Sconvolti dall’esplosione, impossibilitati ad abbandonare l’edificio
pericolante per il crollo delle scale, sono stati posti in salvo solo con
l’intervento dei vigili del fuoco, che li hanno calati dalle finestre con funi
e sacchi di salvataggio. Le opere di soccorso, difficili per il timore di nuovi
crolli, sono state avversate dalla pioggia battente; vi ha assistito una folla
muta ma dura, di uomini e donne, giovani e vecchi che parevano impietriti;
qualcuno aveva le lacrime agli occhi: lacrime di rabbia, esasperata dalla
tremenda “escalation” di violenza e dalla consapevolezza di essere impotente di
fronte ad un’azione vile nel senso più completo della parola.
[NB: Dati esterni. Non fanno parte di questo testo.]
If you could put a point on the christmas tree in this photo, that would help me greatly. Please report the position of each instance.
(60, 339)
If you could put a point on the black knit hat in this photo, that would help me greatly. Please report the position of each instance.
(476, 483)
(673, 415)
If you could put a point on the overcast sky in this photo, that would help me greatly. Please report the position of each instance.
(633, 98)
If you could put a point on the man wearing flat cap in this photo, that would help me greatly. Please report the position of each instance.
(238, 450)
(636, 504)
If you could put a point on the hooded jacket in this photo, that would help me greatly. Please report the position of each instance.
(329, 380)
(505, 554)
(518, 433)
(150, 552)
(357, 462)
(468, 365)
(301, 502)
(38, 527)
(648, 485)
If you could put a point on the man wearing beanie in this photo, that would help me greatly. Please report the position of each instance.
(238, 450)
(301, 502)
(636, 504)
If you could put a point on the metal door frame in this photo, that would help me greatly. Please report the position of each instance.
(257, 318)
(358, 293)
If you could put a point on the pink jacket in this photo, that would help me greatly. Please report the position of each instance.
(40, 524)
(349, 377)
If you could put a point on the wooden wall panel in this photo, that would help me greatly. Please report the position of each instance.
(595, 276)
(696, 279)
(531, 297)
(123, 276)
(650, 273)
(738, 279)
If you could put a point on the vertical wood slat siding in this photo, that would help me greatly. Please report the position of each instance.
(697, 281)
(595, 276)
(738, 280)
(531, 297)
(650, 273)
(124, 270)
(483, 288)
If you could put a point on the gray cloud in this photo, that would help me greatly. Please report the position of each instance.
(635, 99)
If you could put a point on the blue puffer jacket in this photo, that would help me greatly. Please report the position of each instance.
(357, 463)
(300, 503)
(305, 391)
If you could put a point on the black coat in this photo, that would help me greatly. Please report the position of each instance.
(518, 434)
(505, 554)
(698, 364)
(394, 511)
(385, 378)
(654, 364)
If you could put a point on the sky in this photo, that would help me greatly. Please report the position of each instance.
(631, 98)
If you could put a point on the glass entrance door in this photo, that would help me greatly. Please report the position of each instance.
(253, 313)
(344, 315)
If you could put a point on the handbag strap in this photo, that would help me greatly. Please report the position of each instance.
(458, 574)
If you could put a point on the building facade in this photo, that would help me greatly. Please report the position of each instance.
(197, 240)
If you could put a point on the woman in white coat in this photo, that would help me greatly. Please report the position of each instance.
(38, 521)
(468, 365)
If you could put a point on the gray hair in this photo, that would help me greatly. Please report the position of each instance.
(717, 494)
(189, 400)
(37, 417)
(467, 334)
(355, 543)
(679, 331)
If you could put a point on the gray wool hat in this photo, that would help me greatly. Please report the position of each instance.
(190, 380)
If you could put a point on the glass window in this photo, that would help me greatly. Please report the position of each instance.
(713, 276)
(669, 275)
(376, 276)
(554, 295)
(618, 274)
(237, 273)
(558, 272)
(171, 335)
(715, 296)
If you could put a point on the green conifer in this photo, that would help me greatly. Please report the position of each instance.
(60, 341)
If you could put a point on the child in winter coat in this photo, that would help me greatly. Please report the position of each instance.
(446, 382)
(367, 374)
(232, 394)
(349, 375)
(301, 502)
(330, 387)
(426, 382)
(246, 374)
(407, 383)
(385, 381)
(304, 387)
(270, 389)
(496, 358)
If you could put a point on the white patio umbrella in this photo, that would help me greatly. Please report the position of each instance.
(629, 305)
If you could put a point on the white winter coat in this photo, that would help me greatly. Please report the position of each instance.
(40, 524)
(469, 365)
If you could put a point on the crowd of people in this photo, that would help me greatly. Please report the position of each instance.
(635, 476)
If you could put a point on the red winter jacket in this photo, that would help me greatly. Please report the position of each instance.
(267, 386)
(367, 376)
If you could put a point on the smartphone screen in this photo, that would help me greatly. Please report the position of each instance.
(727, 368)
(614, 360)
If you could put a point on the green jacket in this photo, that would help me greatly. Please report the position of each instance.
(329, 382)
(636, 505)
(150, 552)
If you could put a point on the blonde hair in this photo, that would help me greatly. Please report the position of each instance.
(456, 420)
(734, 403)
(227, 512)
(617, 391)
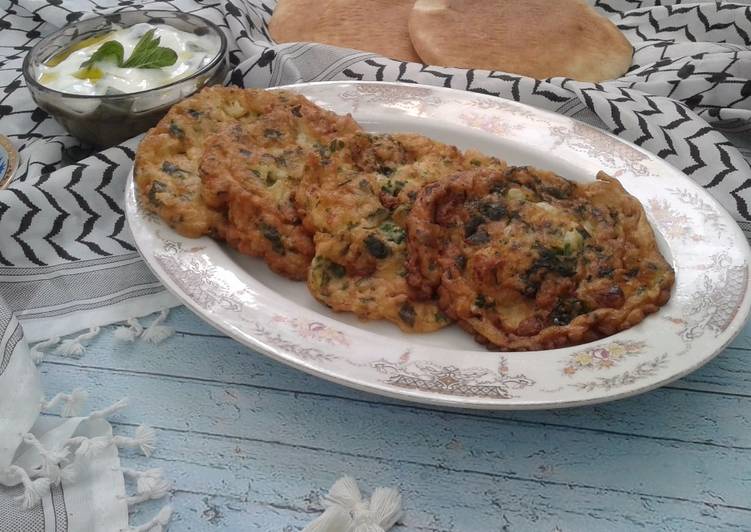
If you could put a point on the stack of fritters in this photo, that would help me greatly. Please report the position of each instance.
(226, 163)
(356, 198)
(401, 227)
(526, 260)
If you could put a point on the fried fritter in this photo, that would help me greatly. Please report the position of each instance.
(252, 170)
(527, 260)
(355, 196)
(166, 166)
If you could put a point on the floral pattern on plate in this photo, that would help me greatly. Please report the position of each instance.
(708, 307)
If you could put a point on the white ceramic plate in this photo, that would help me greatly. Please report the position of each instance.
(277, 317)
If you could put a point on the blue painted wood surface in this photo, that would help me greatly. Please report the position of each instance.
(251, 444)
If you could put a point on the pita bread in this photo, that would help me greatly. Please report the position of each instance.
(535, 38)
(378, 26)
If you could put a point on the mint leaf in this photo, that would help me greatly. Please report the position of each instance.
(148, 54)
(111, 50)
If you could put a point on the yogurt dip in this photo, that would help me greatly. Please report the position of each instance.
(63, 71)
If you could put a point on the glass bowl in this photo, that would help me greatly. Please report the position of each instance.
(106, 120)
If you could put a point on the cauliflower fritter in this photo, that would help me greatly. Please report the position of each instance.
(356, 195)
(527, 260)
(251, 170)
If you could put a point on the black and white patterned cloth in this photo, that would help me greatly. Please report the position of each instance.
(67, 259)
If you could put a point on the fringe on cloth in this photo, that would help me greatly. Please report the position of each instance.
(347, 511)
(60, 464)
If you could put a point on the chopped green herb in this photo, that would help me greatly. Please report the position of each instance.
(393, 187)
(377, 247)
(172, 169)
(407, 314)
(566, 309)
(484, 302)
(176, 131)
(393, 232)
(492, 211)
(271, 234)
(273, 134)
(156, 188)
(480, 236)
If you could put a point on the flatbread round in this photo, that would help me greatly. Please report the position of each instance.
(378, 26)
(536, 38)
(527, 260)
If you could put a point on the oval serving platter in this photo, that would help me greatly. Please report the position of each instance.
(708, 308)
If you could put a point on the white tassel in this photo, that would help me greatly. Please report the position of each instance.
(88, 447)
(69, 474)
(155, 525)
(150, 484)
(106, 412)
(346, 511)
(33, 490)
(37, 352)
(144, 439)
(72, 403)
(51, 458)
(74, 347)
(345, 492)
(129, 333)
(51, 455)
(333, 519)
(157, 333)
(384, 511)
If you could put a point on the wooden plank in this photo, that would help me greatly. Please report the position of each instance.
(493, 447)
(722, 419)
(261, 477)
(197, 511)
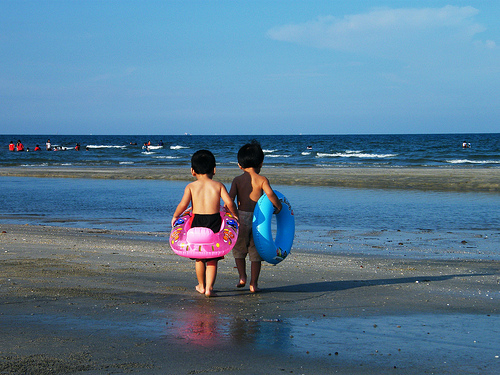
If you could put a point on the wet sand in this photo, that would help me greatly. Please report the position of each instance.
(436, 179)
(96, 301)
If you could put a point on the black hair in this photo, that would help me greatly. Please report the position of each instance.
(203, 162)
(251, 155)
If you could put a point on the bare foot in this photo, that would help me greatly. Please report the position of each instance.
(210, 293)
(254, 289)
(199, 288)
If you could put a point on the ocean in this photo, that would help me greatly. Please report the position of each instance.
(397, 223)
(399, 151)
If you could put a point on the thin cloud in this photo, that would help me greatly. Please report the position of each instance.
(396, 32)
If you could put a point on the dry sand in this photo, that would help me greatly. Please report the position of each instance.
(93, 302)
(439, 179)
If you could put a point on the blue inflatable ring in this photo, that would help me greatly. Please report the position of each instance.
(273, 251)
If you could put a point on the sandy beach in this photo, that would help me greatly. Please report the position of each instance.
(430, 179)
(96, 301)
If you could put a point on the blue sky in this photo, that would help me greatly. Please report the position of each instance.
(249, 67)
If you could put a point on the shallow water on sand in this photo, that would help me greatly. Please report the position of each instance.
(383, 340)
(379, 222)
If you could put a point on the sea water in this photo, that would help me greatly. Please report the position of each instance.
(379, 222)
(398, 151)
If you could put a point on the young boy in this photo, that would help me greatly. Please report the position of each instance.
(204, 194)
(248, 188)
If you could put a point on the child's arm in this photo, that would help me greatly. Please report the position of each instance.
(184, 203)
(266, 187)
(228, 201)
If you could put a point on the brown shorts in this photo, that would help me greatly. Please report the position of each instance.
(245, 245)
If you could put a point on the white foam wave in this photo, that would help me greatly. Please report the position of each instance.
(278, 156)
(354, 154)
(106, 146)
(466, 161)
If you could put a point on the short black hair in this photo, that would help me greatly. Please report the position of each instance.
(251, 155)
(203, 162)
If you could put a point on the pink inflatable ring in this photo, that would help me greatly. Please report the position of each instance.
(201, 243)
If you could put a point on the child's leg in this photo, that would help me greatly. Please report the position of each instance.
(200, 275)
(254, 276)
(242, 272)
(211, 274)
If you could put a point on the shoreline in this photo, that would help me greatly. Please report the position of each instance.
(425, 179)
(66, 294)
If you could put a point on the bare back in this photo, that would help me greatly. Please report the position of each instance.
(249, 187)
(205, 196)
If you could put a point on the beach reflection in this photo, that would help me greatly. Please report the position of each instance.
(203, 327)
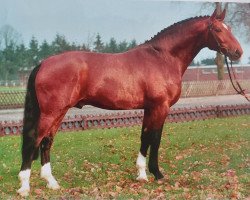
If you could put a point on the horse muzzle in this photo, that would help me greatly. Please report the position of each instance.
(235, 54)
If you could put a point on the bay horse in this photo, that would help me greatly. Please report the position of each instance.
(146, 77)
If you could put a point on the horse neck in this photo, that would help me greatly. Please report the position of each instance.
(183, 43)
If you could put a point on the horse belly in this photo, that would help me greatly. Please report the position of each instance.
(115, 95)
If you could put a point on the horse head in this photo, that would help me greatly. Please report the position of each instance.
(220, 37)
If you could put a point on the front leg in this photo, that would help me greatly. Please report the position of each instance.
(153, 122)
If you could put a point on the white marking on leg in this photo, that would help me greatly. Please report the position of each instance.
(141, 166)
(24, 177)
(47, 175)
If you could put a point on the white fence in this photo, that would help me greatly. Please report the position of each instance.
(211, 88)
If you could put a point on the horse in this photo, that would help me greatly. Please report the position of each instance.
(146, 77)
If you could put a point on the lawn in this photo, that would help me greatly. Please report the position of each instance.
(200, 160)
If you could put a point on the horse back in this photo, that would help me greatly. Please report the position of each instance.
(114, 81)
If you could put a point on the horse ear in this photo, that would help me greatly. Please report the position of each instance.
(214, 15)
(222, 15)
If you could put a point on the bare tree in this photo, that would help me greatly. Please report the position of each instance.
(9, 36)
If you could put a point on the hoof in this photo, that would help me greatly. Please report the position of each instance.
(53, 186)
(24, 192)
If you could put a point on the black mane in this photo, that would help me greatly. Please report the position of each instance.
(169, 29)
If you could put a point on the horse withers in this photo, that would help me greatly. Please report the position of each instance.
(146, 77)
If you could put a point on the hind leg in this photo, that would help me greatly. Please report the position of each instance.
(29, 153)
(46, 172)
(45, 147)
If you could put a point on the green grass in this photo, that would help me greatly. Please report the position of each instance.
(200, 159)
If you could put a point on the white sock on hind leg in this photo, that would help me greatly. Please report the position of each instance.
(47, 175)
(141, 166)
(24, 177)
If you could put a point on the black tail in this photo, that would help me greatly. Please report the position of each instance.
(31, 117)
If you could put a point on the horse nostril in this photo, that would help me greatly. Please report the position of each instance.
(237, 52)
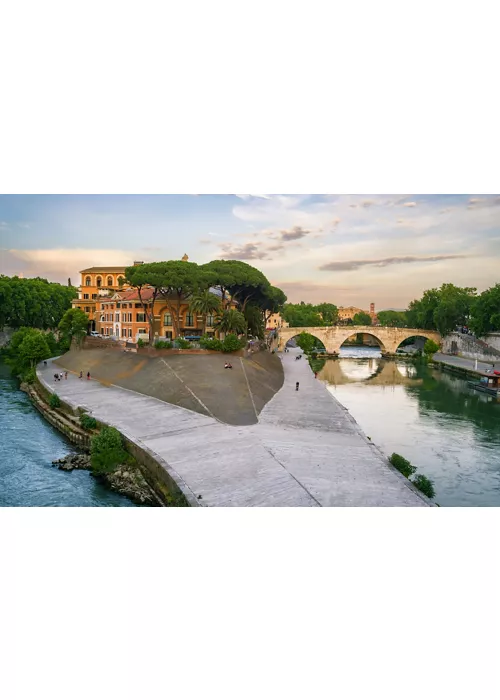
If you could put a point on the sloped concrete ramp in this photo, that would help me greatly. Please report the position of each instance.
(305, 450)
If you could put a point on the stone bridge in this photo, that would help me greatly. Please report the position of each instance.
(333, 337)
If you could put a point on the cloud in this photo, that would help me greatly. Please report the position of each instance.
(480, 203)
(247, 251)
(346, 265)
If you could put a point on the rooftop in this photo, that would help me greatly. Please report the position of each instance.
(103, 270)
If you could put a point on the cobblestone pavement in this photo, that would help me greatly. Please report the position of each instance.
(306, 450)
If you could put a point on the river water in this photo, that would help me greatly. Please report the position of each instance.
(28, 444)
(450, 432)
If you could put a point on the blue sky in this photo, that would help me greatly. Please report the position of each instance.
(348, 249)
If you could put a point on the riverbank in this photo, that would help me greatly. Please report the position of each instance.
(305, 449)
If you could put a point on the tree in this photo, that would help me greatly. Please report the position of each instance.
(204, 303)
(306, 342)
(236, 279)
(147, 279)
(33, 349)
(74, 324)
(231, 321)
(486, 312)
(302, 316)
(329, 313)
(362, 319)
(393, 319)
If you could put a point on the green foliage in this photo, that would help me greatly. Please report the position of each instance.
(425, 485)
(54, 401)
(74, 324)
(88, 422)
(302, 316)
(231, 321)
(211, 343)
(486, 312)
(35, 303)
(231, 343)
(306, 342)
(29, 376)
(442, 309)
(430, 347)
(362, 319)
(402, 465)
(393, 319)
(106, 451)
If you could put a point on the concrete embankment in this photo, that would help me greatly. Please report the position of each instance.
(305, 449)
(195, 382)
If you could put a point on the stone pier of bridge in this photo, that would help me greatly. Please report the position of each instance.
(333, 337)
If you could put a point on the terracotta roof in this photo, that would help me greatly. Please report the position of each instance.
(103, 270)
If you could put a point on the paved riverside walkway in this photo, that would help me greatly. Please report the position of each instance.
(465, 363)
(305, 450)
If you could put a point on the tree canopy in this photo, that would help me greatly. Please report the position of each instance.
(442, 309)
(34, 303)
(486, 312)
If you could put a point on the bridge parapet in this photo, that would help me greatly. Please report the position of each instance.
(333, 337)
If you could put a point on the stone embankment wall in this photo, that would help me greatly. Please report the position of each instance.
(470, 348)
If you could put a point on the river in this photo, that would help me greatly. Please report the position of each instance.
(450, 432)
(28, 444)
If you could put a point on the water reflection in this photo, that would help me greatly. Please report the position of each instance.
(449, 431)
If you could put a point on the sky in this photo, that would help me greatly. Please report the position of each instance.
(344, 249)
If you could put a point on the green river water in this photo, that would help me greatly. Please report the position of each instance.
(28, 444)
(450, 432)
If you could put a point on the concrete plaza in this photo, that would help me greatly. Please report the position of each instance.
(305, 450)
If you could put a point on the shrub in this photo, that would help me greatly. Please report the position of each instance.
(231, 343)
(88, 422)
(54, 401)
(30, 376)
(402, 465)
(208, 343)
(106, 451)
(425, 485)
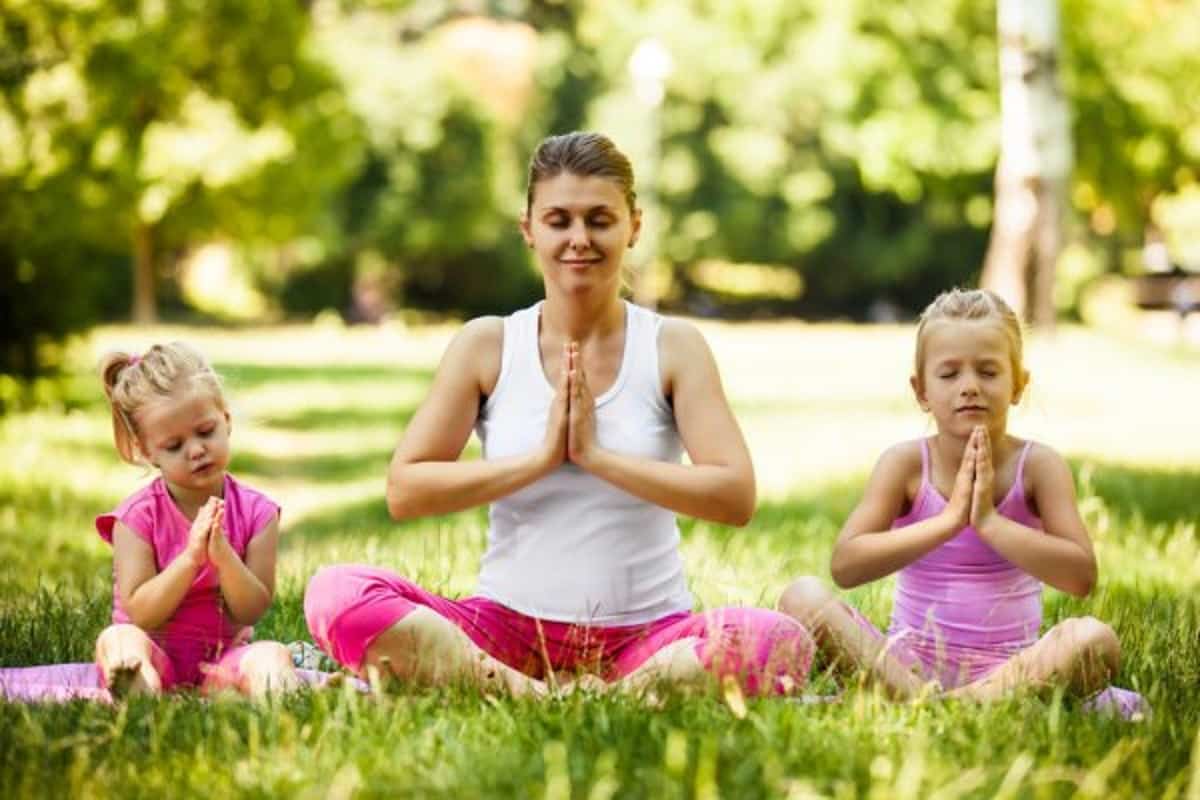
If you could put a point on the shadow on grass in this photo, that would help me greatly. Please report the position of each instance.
(48, 533)
(253, 376)
(1156, 495)
(330, 468)
(347, 416)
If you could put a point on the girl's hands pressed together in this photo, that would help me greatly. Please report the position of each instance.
(582, 431)
(960, 505)
(983, 504)
(197, 551)
(220, 551)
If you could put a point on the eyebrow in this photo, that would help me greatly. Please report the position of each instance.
(562, 209)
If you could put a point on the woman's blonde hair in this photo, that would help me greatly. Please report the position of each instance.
(972, 305)
(133, 380)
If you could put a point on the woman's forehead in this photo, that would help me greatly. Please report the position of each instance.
(577, 192)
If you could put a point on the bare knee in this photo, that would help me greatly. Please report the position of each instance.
(121, 637)
(265, 657)
(805, 599)
(1096, 639)
(424, 647)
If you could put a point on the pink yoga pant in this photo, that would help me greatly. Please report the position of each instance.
(348, 606)
(949, 666)
(193, 663)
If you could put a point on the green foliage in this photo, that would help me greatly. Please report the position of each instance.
(365, 154)
(316, 433)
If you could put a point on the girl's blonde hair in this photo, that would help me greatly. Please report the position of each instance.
(132, 380)
(972, 305)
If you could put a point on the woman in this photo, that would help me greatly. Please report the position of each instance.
(583, 404)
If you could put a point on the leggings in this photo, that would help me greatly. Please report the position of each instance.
(348, 606)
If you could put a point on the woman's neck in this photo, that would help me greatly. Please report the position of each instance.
(583, 317)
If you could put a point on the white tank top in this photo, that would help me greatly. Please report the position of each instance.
(571, 547)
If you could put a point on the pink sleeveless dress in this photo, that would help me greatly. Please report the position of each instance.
(963, 608)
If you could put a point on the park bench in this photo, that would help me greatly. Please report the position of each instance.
(1176, 289)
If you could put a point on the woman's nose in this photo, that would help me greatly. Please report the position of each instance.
(580, 239)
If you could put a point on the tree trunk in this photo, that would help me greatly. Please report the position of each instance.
(1035, 162)
(145, 304)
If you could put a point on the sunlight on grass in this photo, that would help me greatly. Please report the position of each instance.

Soltanto dei
vigliacchi possono arrivare a colpire degli innocenti nell’intimità familiare.
(Da due articoli, uno del Secolo XIX e uno del Lavoro del 21 novembre ‘74).
23 NOVEMBRE Varazze. Esplode un’auto-bomba collocata a Varazze,
in Via Accinelli, in mezzo agli alti piloni del viadotto Teiro dell’autostrada
Genova-Savona, a pochi metri di distanza dalla caserma dei carabinieri. La carica,
secondo quanto è emerso, è stata posizionata sotto il sedile anteriore destro
dell’auto, una Seicento Fiat. L’ordigno era costituito da circa mezzo chilo di
polvere nera ad alto potenziale. Non è stato invece possibile appurare se la
bomba era collegata ad una miccia a lenta combustione (ipotesi più probabile)
oppure a un congegno elettrico o ad orologeria. Un pezzo di lamiera della
Seicento è andato ad abbattersi nel giardino del Signor Sebastiano Giusto,
posto quasi nella parte opposta dello stesso edificio. Un altro pezzo si è
incastrato fra le antenne della TV del condominio, mentre alcune vetture in
sosta nei paraggi sono state danneggiate e una bicicletta è stata distrutta . A
Varazze molti genitori si sono recati al Palazzo del Comune per esprimere la
propria indignazione e chiedere che gli edifici scolastici siano adeguatamente
protetti e sorvegliati in questi momenti di grave pericolo. Durante la riunione
è stato deliberato di potenziare l’illuminazione nei dintorni delle scuole, predisponendo un servizio di vigilanza “24 ore su 24”, portato avanti dai
genitori e, per quanto concerne gli edifici scolastici, dai ragazzi di Varazze.
È stata promossa inoltre una manifestazione pubblica dal Comitato Unitario
Antifascista che si svolgerà nel piazzale antistante l’ex stazione ferroviaria.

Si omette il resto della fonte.